There are several factors at play when it comes to investing in property which includes: researching and buying an asset that will grow in value (this involves time and diligence), managing your investment expenses and cashflow annually (which Kris Wrenn emphasised in his previous article), spending less than you earn and investing with a focus on the longer term.


If Bill and Leanne never took the first steps to invest and attempted to “save their way” to retirement, they would not accumulate the amount of wealth they achieved v using their equity in their properties.  Even if they saved $50 000 p/a for 20 years they would accumulate $1 000 000 over that time v the above scenarios where they have accumulated a $4 500 000 property portfolio with available equity of $3 120 000.

Say Bill and Leanne decide to sell both investment properties and be debt free when they retire.  They would have a $3 000 000 capital gain because they purchased both properties for $750 000 each ($1 500 000 total).  As they have held both assets for longer than 12 months, they would qualify for a 50% discount (reducing their total capital gain to $1 500 000).  Even if Bill and Leanne were in the highest possible tax bracket, they would pay approx. $700 000 in capital gains tax still leaving them significantly better off ($3 120 000 equity less $700 000 capital gains tax & sell costs) than where they would have been if they merely saved.

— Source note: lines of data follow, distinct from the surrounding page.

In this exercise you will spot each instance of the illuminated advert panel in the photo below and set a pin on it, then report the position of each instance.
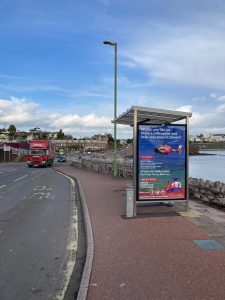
(161, 169)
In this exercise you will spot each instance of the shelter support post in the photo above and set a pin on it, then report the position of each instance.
(135, 162)
(187, 165)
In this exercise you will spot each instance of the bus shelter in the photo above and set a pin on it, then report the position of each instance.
(160, 155)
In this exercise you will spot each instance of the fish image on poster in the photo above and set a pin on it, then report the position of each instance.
(162, 162)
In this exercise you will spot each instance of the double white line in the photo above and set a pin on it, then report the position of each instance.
(20, 178)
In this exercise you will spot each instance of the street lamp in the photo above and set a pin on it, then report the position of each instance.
(112, 43)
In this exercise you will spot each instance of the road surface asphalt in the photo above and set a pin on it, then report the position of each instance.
(154, 255)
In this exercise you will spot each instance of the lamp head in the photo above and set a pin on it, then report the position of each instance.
(112, 43)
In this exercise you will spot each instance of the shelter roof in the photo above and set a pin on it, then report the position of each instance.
(147, 115)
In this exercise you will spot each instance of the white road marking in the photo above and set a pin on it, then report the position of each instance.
(20, 178)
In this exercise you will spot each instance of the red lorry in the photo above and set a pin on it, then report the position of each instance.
(41, 153)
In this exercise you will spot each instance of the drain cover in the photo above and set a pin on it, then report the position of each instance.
(208, 244)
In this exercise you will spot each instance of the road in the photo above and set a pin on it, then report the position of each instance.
(38, 228)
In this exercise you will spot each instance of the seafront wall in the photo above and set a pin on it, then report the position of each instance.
(208, 192)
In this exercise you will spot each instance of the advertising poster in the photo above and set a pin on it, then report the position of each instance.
(161, 162)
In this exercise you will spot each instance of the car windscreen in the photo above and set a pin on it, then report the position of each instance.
(37, 152)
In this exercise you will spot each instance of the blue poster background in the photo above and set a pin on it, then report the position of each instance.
(161, 162)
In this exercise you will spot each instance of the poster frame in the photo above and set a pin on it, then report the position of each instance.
(158, 199)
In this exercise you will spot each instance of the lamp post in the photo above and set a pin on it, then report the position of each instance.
(112, 43)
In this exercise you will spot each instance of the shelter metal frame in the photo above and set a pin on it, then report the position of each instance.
(146, 115)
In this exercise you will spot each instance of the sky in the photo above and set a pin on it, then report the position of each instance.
(56, 73)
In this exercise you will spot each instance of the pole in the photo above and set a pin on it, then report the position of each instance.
(115, 113)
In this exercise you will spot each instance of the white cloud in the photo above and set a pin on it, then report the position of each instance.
(214, 95)
(25, 114)
(191, 56)
(221, 98)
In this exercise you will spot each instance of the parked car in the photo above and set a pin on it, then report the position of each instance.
(62, 159)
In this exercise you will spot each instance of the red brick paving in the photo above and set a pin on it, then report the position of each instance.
(152, 257)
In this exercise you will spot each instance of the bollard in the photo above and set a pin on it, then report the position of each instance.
(130, 203)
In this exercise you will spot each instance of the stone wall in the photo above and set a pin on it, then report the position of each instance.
(124, 169)
(209, 192)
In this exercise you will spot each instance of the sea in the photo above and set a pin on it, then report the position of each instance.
(208, 166)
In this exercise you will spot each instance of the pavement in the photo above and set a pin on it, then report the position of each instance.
(163, 253)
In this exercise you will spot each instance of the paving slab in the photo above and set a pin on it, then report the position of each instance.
(152, 256)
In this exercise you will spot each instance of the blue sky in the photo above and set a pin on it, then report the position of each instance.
(55, 72)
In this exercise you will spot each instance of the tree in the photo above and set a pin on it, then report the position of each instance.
(60, 134)
(12, 131)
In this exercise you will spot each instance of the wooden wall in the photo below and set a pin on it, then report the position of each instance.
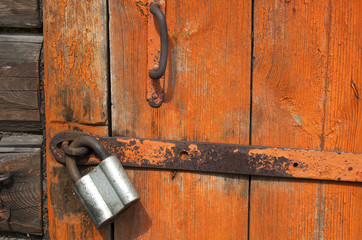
(20, 119)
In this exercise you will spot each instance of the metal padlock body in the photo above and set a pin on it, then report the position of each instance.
(106, 191)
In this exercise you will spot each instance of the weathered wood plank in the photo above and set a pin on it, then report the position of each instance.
(20, 143)
(306, 56)
(207, 86)
(19, 82)
(19, 14)
(24, 196)
(76, 73)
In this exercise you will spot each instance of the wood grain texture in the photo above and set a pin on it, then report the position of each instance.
(207, 86)
(19, 82)
(19, 14)
(24, 196)
(75, 44)
(306, 56)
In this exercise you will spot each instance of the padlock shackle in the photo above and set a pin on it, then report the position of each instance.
(92, 143)
(88, 142)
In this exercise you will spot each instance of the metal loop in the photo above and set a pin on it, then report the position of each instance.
(88, 142)
(72, 151)
(158, 73)
(92, 143)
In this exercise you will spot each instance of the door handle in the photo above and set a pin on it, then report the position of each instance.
(161, 19)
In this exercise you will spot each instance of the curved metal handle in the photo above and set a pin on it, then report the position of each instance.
(158, 73)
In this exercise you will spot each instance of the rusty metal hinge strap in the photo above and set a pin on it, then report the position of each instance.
(222, 158)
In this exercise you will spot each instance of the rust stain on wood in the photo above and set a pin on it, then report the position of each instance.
(305, 60)
(206, 64)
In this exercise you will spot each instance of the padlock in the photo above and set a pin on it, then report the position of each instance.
(106, 191)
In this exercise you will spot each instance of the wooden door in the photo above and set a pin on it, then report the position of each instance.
(272, 73)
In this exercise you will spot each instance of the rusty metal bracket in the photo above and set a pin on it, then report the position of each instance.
(222, 158)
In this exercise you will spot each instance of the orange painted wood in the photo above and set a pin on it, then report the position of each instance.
(75, 43)
(207, 85)
(306, 56)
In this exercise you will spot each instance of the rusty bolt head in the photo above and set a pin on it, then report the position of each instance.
(154, 95)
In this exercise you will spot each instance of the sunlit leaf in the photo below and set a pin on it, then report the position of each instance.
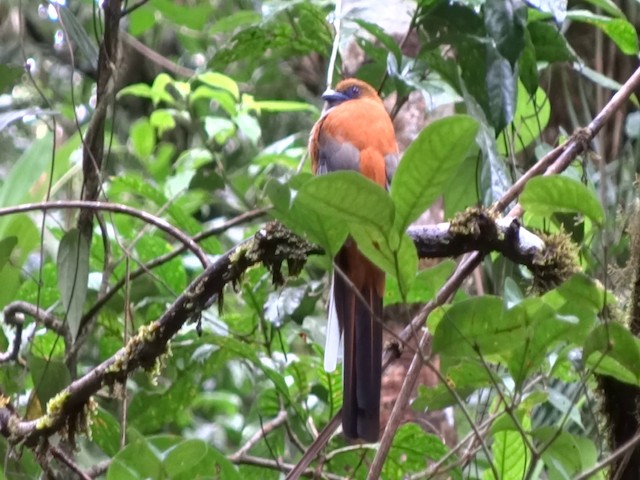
(73, 275)
(428, 165)
(547, 195)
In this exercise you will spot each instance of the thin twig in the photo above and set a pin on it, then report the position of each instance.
(160, 223)
(156, 57)
(622, 450)
(161, 260)
(267, 428)
(337, 24)
(64, 458)
(14, 316)
(554, 162)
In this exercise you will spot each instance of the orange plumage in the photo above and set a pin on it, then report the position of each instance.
(356, 133)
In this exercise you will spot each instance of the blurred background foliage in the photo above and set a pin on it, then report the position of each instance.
(213, 102)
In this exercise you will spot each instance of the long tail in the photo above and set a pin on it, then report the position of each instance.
(359, 317)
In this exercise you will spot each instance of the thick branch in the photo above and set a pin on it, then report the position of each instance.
(161, 224)
(554, 162)
(271, 246)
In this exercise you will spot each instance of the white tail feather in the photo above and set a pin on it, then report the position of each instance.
(333, 346)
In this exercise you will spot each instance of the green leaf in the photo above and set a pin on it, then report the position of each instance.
(531, 118)
(528, 66)
(543, 330)
(385, 39)
(229, 23)
(562, 456)
(550, 45)
(607, 6)
(73, 275)
(463, 379)
(479, 324)
(602, 80)
(511, 456)
(615, 341)
(143, 138)
(8, 77)
(105, 431)
(78, 36)
(49, 376)
(428, 165)
(194, 458)
(6, 248)
(131, 183)
(547, 195)
(221, 82)
(618, 29)
(195, 17)
(348, 197)
(223, 98)
(141, 19)
(136, 461)
(424, 287)
(141, 90)
(505, 22)
(502, 86)
(578, 290)
(411, 451)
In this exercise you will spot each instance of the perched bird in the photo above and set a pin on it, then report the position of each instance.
(355, 133)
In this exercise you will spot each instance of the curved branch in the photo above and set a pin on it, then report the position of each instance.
(161, 260)
(554, 162)
(271, 246)
(14, 316)
(158, 222)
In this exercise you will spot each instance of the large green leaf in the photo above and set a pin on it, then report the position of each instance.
(400, 262)
(428, 165)
(166, 456)
(530, 119)
(617, 342)
(411, 450)
(505, 22)
(73, 275)
(564, 452)
(481, 325)
(547, 195)
(502, 89)
(424, 287)
(550, 45)
(510, 454)
(78, 36)
(349, 197)
(463, 379)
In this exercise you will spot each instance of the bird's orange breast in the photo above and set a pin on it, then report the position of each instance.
(357, 134)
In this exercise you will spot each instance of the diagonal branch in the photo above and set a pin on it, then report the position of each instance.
(578, 143)
(158, 222)
(554, 162)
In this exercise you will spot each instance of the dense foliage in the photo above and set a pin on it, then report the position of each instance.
(192, 125)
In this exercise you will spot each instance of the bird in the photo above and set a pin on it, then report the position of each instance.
(355, 132)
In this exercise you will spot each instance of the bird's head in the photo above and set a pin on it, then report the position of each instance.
(350, 89)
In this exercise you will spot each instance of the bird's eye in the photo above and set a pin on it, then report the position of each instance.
(353, 91)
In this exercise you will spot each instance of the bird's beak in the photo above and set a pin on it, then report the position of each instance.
(333, 98)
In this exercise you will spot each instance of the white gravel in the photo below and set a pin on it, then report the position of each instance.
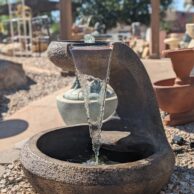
(38, 85)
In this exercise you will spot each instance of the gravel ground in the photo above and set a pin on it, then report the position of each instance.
(38, 85)
(13, 180)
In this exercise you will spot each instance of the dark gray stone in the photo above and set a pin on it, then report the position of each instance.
(144, 158)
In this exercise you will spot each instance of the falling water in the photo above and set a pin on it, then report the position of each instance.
(95, 103)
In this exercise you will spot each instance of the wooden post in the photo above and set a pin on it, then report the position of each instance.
(155, 29)
(65, 19)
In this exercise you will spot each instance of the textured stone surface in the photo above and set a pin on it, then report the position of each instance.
(12, 75)
(138, 113)
(8, 156)
(58, 54)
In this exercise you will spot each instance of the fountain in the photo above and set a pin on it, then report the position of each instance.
(137, 158)
(71, 103)
(176, 96)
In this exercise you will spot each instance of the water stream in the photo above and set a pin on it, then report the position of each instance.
(94, 105)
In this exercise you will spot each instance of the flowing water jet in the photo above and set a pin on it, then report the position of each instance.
(94, 120)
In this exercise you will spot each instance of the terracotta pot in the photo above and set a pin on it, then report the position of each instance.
(182, 63)
(177, 100)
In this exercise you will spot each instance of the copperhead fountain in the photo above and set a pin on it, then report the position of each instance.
(137, 156)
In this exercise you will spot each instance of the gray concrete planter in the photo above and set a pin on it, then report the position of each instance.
(51, 161)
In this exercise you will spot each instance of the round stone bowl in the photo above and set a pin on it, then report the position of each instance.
(73, 111)
(53, 162)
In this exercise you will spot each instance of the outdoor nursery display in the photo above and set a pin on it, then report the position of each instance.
(132, 154)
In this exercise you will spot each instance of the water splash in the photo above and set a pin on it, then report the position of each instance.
(95, 106)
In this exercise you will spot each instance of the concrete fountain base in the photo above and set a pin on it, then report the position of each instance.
(135, 142)
(52, 162)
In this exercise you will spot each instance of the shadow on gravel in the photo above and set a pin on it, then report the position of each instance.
(9, 128)
(3, 105)
(189, 128)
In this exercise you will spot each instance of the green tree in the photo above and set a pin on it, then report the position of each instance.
(109, 12)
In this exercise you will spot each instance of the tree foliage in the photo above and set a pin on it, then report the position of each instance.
(109, 12)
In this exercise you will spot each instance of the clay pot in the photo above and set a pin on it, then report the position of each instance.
(173, 41)
(190, 32)
(182, 63)
(176, 96)
(176, 100)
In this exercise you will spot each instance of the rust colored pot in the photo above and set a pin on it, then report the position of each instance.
(177, 100)
(182, 63)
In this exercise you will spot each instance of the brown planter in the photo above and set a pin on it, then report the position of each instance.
(176, 96)
(182, 63)
(176, 100)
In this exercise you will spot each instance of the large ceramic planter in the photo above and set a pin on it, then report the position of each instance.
(182, 63)
(176, 96)
(74, 112)
(176, 100)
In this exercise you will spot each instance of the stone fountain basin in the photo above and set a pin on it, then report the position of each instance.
(73, 111)
(174, 98)
(51, 161)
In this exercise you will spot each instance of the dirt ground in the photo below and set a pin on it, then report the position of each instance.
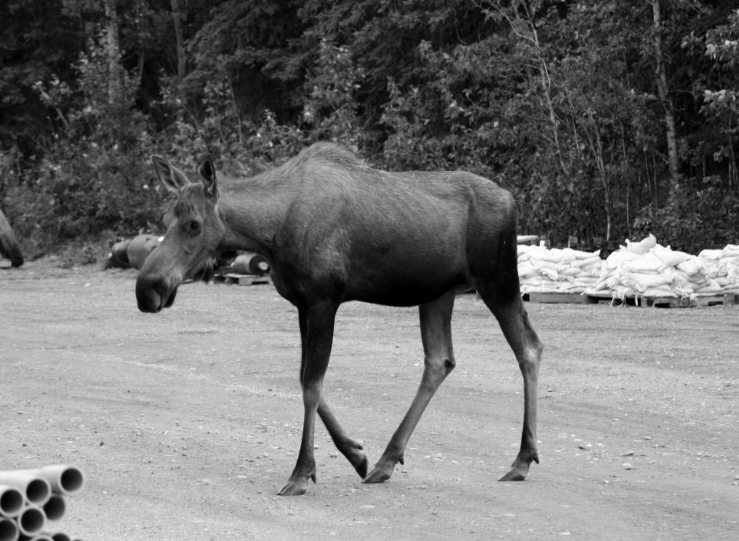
(187, 423)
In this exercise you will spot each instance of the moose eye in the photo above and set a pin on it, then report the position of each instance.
(193, 227)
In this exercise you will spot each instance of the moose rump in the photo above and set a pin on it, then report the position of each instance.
(335, 230)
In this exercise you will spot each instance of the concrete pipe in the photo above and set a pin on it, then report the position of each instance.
(8, 530)
(35, 489)
(118, 256)
(63, 479)
(11, 501)
(250, 264)
(55, 508)
(31, 521)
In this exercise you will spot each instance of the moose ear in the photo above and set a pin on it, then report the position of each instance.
(208, 174)
(172, 178)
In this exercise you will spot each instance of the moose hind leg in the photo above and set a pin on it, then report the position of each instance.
(436, 334)
(514, 322)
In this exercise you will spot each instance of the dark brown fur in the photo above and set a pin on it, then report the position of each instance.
(335, 230)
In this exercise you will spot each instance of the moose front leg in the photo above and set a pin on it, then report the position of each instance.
(349, 447)
(317, 331)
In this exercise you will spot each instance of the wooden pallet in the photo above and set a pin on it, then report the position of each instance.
(672, 302)
(648, 302)
(557, 298)
(243, 279)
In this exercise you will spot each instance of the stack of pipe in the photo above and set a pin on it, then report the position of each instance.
(30, 499)
(541, 270)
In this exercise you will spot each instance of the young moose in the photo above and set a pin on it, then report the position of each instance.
(335, 230)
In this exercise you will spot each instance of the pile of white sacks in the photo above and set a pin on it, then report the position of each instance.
(641, 269)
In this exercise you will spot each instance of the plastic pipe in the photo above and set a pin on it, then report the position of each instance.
(31, 521)
(8, 530)
(55, 508)
(36, 490)
(11, 501)
(63, 479)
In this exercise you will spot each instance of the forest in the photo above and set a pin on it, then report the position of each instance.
(607, 119)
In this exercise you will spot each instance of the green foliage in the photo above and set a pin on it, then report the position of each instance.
(94, 178)
(555, 100)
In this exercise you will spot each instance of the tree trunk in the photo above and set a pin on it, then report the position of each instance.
(8, 244)
(663, 89)
(113, 52)
(179, 38)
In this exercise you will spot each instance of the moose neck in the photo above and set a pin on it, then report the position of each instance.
(253, 214)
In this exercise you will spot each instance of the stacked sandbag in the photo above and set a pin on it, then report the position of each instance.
(648, 269)
(542, 270)
(722, 267)
(30, 499)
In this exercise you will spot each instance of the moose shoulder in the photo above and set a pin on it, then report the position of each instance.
(334, 230)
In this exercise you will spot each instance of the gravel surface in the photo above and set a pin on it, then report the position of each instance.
(187, 423)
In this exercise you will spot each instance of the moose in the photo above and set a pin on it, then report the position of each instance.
(334, 230)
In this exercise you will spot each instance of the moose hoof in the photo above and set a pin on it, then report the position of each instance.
(513, 475)
(297, 486)
(378, 475)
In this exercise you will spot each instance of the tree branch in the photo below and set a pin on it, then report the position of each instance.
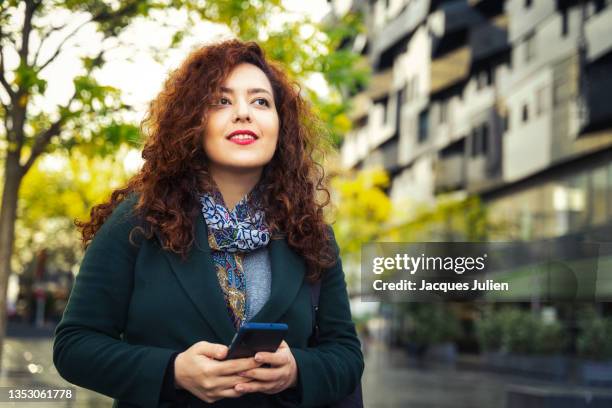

  • Use someone else’s money (the bank) to utilise the power of leveraging with a focus on the long term to achieve greater investment returns.
  • The hardest part of investing is often taking the first step. Make your money work smarter not harder.  Saving your way to retirement is working harder not smarter.
  • I have used property in this example to illustrate the power of compound growth and using equity in your home to create wealth.